HOT TOPICS: Customer Experience Marketing Automation Social Business SharePoint 2013 Document Management Big Data Mobile DAM

Metrics to Watch When Evaluating Search Performance

2014-08-July-Hide-and-Seek.jpgPeople are dissatisfied with the search applications they are using. This is the result — without exception — from surveys of search performance. Search managers charged with improving satisfaction levels face the problem of defining what "satisfaction" actually means. Search performance has to be evaluated on three criteria: technical performance, retrieval performance and impact performance, but it's impossible to bring all three together in some mathematical formula for "satisfaction."

Technical Performance

Google and Bing have set the expectation that results will be returned in less than a second, but both companies have invested billions of dollars to achieve this. Many corporate websites use a hosted search application which can take much longer. The Shell corporate website currently takes around 10 seconds to respond to a query.

The challenges are much greater internally.
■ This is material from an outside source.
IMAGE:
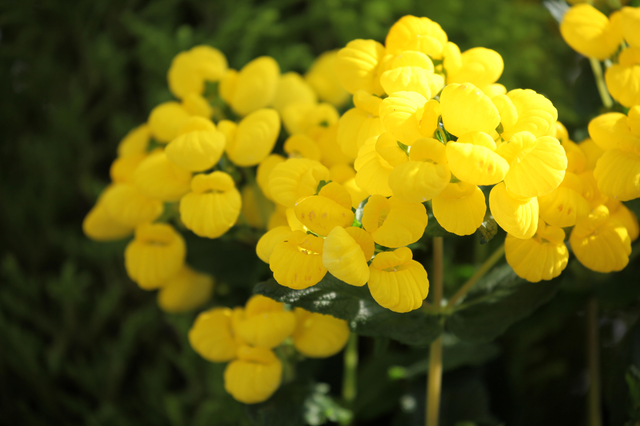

Security trimming can impact search response times, as can federated search implementations. There is more to technical performance than minimizing query response times — attention needs to be paid to crawl and indexing speeds and the speed with which the main search index is updated.

Retrieval Performance

Now we are in the area of relevance, recall and precision. Relevance is very subjective. Two users with similar skills and roles and even office locations, may take a very different view on the relevance of a set of results. This may increasingly be the case with mobile search where consumer applications set the expectation that the search will be refined based on location.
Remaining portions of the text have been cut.